Recently got the task to install DC/OS on our local cluster. Previously I used AWS to install DC/OS, but this time I had to do everything on our own, from installing CentOS to creating the DC/OS cluster. With this blog, I am going to share my experience that I faced in installing DC/OS. It took almost three days, but at the end I successfully installed it. It is now up and running, and I are using it for the testing environment but to bring it at current situation I faced many difficulties. So let’s begin with the starting.
I choose CentOS minimal because I want to get the maximum out of CentOS. I am familiar with Ubuntu’s environment, and I never worked on CentOS. Even though it is not a big issue but still I want to mention it as there are some commands which are different. I got total seven machines. Six machine contains four core and 8GB of RAM and one server with four core and 16GB of RAM. Every machine is connected through LAN network with
Before starting with DC/OS installation, I configured all prerequisite. Updated packages of all nodes. To keep it simple I configured each node with single pem file and disable password login(Habit).
Now let’s move the part which matters the most the installation of DC/OS.
DC/OS required 1 node with 2 cores, 16 GB RAM, 60 GB HDD for Bootstrap node, 1,3 or 5 nodes with 4 cores, 32 GB RAM, 120 GB HDD for Master node and at least 1 node with 2 cores, 16 GB RAM, 60 GB HDD for agent nodes. So I choose server as Master (1 master), 1 machine as bootstrap and rest machines as agent nodes.
We need to disable and stop the firewall. It is a known Docker issue that firewalld interacts poorly with Docker. To view, the issue checks GitHub issue https://github.com/docker/docker/issues/16137 .
To disable firewall DC/OS provided command:
|sudo systemctl stop firewalld && sudo systemctl disable firewalld|
Then I followed the further instructions which are making sure.
/opt/mesosphere must be in the same mountpoint as /
Do not remotely mount /var/lib/mesos
Do not mount /tmp with noexec.
Secure Shell (SSH) must be enabled on all nodes.
Internet Control Message Protocol (ICMP) must be enabled on all nodes.
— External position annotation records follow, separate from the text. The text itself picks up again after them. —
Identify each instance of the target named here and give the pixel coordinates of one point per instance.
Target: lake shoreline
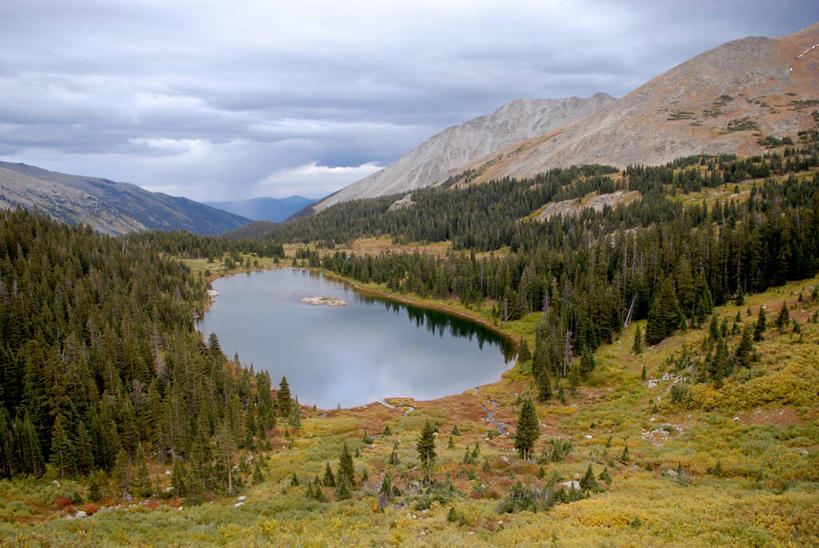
(407, 300)
(419, 303)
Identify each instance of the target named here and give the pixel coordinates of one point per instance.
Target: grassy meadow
(693, 465)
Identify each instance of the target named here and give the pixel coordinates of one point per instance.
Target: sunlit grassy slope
(735, 465)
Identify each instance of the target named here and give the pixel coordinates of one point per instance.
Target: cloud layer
(222, 100)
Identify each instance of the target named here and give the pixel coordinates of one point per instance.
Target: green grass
(748, 453)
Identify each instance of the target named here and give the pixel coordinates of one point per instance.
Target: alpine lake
(346, 348)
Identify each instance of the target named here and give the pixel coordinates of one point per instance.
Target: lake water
(348, 355)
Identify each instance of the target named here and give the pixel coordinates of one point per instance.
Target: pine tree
(528, 430)
(122, 474)
(587, 363)
(386, 487)
(226, 448)
(745, 350)
(665, 315)
(523, 352)
(784, 318)
(394, 455)
(343, 489)
(760, 327)
(544, 385)
(85, 450)
(142, 482)
(426, 448)
(258, 477)
(588, 483)
(329, 480)
(637, 345)
(62, 451)
(94, 488)
(179, 478)
(283, 401)
(346, 473)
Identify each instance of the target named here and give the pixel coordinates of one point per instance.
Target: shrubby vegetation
(101, 365)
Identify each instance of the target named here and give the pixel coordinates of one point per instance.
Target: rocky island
(323, 301)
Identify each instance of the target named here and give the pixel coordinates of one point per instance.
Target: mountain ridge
(107, 206)
(274, 210)
(721, 101)
(431, 160)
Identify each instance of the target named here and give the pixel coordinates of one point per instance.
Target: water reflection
(371, 349)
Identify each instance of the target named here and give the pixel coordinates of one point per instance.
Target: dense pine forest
(101, 367)
(107, 387)
(659, 257)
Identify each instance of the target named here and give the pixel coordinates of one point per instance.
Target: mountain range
(274, 210)
(460, 144)
(107, 206)
(724, 101)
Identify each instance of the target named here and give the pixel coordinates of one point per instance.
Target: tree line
(101, 365)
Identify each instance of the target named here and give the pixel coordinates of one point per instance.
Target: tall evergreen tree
(528, 430)
(283, 398)
(345, 473)
(329, 480)
(665, 314)
(426, 448)
(745, 349)
(759, 329)
(62, 452)
(637, 345)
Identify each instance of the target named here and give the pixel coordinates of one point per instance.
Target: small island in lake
(323, 301)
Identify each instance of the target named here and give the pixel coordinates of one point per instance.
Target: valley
(568, 322)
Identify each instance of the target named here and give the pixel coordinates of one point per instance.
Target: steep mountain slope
(109, 207)
(457, 145)
(274, 210)
(722, 101)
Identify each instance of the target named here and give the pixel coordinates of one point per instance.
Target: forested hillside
(658, 258)
(101, 367)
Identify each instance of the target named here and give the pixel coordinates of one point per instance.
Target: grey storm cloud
(220, 100)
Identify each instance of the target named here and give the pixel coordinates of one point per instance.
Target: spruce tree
(665, 315)
(94, 488)
(346, 472)
(587, 363)
(544, 385)
(62, 451)
(523, 352)
(343, 489)
(142, 482)
(329, 480)
(283, 401)
(588, 483)
(745, 349)
(394, 455)
(385, 490)
(637, 345)
(528, 430)
(760, 327)
(426, 448)
(226, 448)
(784, 318)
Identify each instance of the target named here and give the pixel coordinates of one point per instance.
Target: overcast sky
(236, 99)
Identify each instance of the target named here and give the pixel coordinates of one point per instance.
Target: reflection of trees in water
(440, 322)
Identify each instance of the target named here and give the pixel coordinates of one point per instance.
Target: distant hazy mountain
(434, 158)
(109, 207)
(265, 209)
(723, 101)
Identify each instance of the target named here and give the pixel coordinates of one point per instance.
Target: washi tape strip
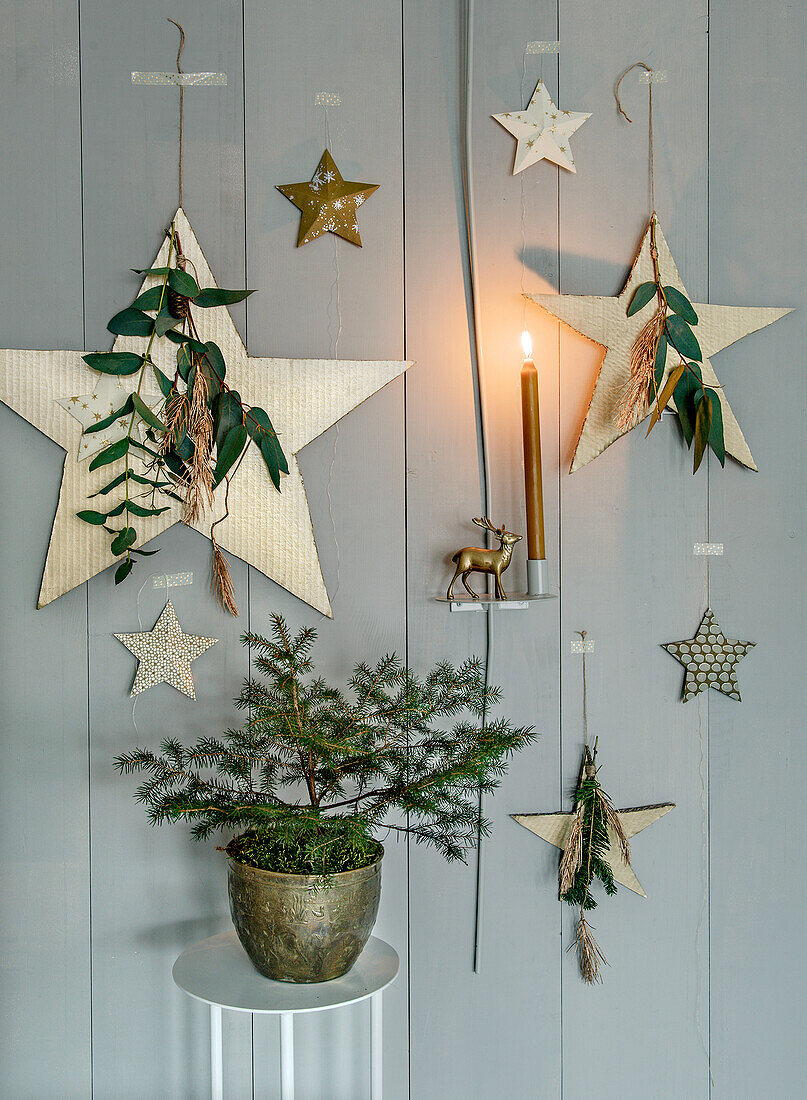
(708, 549)
(172, 580)
(187, 79)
Each node is network accessible from the bootstrap node.
Each node has unfettered IP-to-IP connectivity from itself to all nodes in the DC/OS cluster.
UDP must be open for ingress to port 53 on the masters. To attach to a cluster, the Mesos agent node service (dcos-mesos-slave) uses this port to find leader.mesos
After all that I installed docker on every node. The supported versions of Docker are 1.13.x, 1.12.x, and 1.11.x so I installed ____ version of docker. According to requirements, we need to disable password prompt for sudo but I was using root user so no problem of sudo for me.
We also need to enable NTP which I made sure to enable at the time of installation of CentOS. Now all of the machines are ready, so I moved to GUI Installation(GUI for ease :p). So to install DC/OS using their GUI interface we need to follow the steps provided in the documentation.
To start first, we need to download shell script on the bootstrap node using the following command. It took few minutes.
|curl -O https://downloads.dcos.io/dcos/stable/dcos_generate_config.sh|
After download executes the hell script with –web flag. Then it started on the bootstrap node on port 9000. To begin installation, open the installer on the browser by entering http:<bootstrap-node-ip>:9000 . There are three different steps to install DC/OS are PreFlight, Deploy and PostFlight. First It starts with entering Deployment Settings which are Master Private IP List, Agent Private IP List, Agent Public IP List, Master Public IP. SSH Username, SSH Listening Port, and Private SSH Key. Also, we need to add DC/OS Environment Settings which are Upstream DNS Server and IP Detect Script. The IP detect script prints the unique IPv4 address of a node to STDOUT each time DC/OS is started on the node. Problem with my cluster was there are different network interface name for every machine. So I had to write my c script which is quite same as the given example script the only difference is it can retrieve IP from all node of my cluster.
After all, done I began installation, PreFlight and Deploy worked fine but on PostFlight, it gave me the error of “Error executing DC/OS components health check: exit status 127” which makes me wonder whether I skipped anything or did something wrong. So I tried again but failed again on the same error. I tried searching solution for online but every time I reached nowhere. Then I decided to raise the query on DC/OS’s slack channel. They told me to use Advance installer instead of GUI so again I repeated all the steps from the beginning.
With the advance installer we need to do few more task like pulling nginx docker image, installed data compression utilities on every node which are tar, xz, unzip, curl and ipset and On each of your cluster nodes disabled SELinux or set it to permissive mode, added nogroup to each Mesos masters and agents and Reboot cluster for the changes to take effect.
Also with the advance installer, we need to create a config.yaml file by our own which was previously created by GUI Installer itself. I used the documentation provided by DC/OS to create a config.yaml inside the genconf directory which also contains the IP-detect file. Once I am done with all required setups and files, I started installing DC/OS again but with the advance installer. To begin the installation, we need to run the shell script that we downloaded previously. After this step my directory resembles like:
│ ├── config.yaml
│ ├── ip-detect
After that, I followed every step mentioned in the documentation from hosting DC/OS install packages through an NGINX Docker container to installing DC/OS on every node.
It took few minutes, but I was able to install DC/OS successfully.